Stochastic modelling of blockchain consensus

TL;DR

This paper introduces a stochastic model based on random-walk theory to analyze blockchain consensus dynamics, identifying regimes of optimal and congested states and exploring phase transitions in decentralized networks.

Contribution

It presents a minimalistic stochastic framework for understanding blockchain consensus, classifies system performance regimes, and investigates phase transitions during consensus emergence.

Findings

Identifies functional and non-functional regimes in blockchain systems.

Discovers a phase transition during consensus formation.

Provides insights into sub-optimal states in decentralized networks.

Abstract

Blockchain and general purpose distributed ledgers are foundational technologies which bring significant innovation in the infrastructures and other underpinnings of our socio-economic systems.
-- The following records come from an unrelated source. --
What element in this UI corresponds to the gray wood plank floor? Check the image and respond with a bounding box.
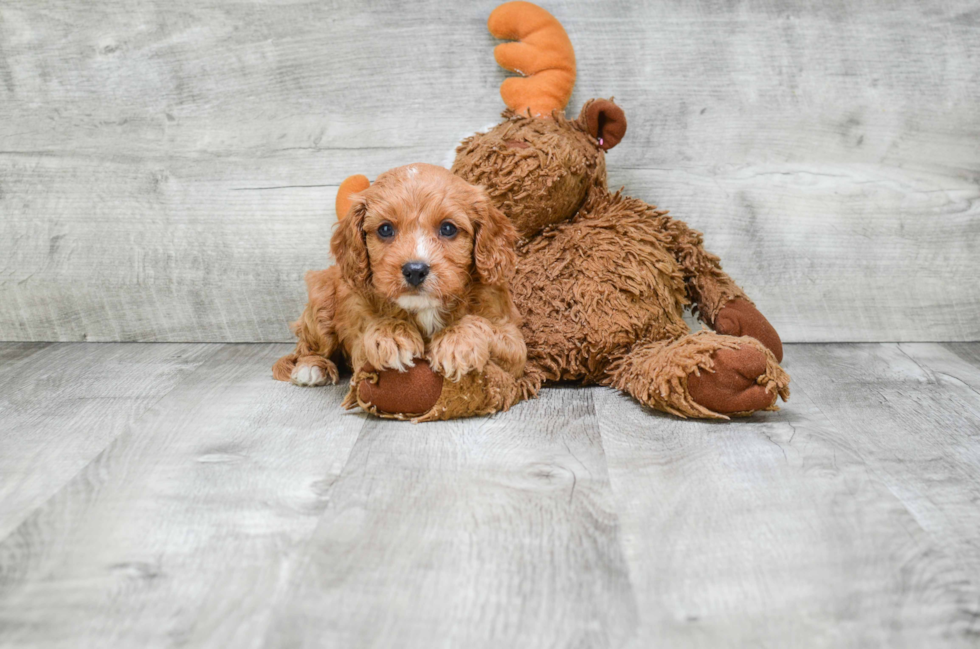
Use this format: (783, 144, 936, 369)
(2, 342, 980, 647)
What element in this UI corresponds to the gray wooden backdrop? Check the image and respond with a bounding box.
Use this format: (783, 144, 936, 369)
(1, 0, 978, 343)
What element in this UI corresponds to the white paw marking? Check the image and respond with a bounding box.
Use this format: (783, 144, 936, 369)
(386, 351, 411, 373)
(291, 364, 326, 386)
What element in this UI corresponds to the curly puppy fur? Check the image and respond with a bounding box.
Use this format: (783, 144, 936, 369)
(452, 100, 788, 418)
(274, 164, 526, 399)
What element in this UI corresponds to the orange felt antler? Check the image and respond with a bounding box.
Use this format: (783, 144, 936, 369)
(488, 1, 576, 117)
(335, 174, 370, 219)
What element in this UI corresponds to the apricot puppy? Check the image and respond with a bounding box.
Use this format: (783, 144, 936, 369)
(273, 164, 526, 391)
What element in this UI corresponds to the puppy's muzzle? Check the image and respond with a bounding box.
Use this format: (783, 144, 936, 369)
(402, 261, 430, 287)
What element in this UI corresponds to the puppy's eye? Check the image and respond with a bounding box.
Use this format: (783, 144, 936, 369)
(439, 221, 458, 238)
(377, 222, 395, 239)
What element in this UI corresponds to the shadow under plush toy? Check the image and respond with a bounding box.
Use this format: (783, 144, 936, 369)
(284, 1, 789, 420)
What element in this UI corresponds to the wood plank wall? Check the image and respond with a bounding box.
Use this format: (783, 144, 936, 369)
(1, 1, 977, 342)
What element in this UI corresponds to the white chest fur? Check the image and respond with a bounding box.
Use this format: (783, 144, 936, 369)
(395, 295, 446, 338)
(414, 307, 445, 338)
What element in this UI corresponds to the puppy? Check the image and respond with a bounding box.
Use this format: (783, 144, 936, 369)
(273, 163, 526, 390)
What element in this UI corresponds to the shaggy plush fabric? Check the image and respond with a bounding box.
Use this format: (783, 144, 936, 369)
(450, 101, 789, 419)
(329, 1, 789, 421)
(607, 332, 789, 420)
(453, 108, 604, 238)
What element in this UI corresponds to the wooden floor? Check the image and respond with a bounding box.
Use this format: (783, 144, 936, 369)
(1, 342, 980, 648)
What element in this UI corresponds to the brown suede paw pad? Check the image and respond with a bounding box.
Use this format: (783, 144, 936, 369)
(687, 346, 778, 415)
(355, 360, 444, 417)
(714, 299, 784, 363)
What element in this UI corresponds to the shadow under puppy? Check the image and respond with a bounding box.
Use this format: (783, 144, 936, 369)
(273, 163, 527, 421)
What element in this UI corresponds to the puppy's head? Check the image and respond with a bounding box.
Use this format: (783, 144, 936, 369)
(331, 164, 518, 312)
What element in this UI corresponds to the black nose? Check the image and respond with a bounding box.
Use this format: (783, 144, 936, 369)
(402, 261, 430, 287)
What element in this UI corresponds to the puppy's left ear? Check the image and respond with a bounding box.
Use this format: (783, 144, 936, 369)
(472, 192, 519, 286)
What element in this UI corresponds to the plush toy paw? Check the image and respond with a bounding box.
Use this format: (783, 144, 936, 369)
(713, 299, 783, 363)
(427, 322, 492, 382)
(687, 345, 784, 415)
(356, 360, 445, 417)
(361, 320, 425, 372)
(347, 359, 525, 423)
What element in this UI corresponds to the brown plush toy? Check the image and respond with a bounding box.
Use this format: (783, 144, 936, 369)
(343, 0, 789, 420)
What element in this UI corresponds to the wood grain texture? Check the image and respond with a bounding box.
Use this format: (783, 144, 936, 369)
(264, 386, 638, 649)
(594, 354, 980, 648)
(0, 344, 365, 648)
(789, 344, 980, 592)
(1, 342, 980, 647)
(0, 342, 216, 539)
(0, 343, 50, 371)
(1, 1, 978, 342)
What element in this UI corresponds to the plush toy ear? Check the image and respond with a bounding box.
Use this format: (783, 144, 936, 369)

These P2P technologies are able to securely diffuse information within and across networks, without need for trustees or central authorities to enforce consensus. In this contribution, we propose a minimalistic stochastic model to understand the dynamics of blockchain-based consensus. By leveraging on random-walk theory, we model block propagation delay on different network topologies and provide a classification of blockchain systems in terms of two emergent properties. Firstly, we identify two performing regimes: a functional regime corresponding to an optimal system function; and a non-functional regime characterised by a congested or branched state of sub-optimal blockchains. Secondly, we discover a phase transition during the emergence of consensus and numerically investigate the corresponding critical point. Our results provide important insights into the consensus mechanism and sub-optimal states in decentralised systems.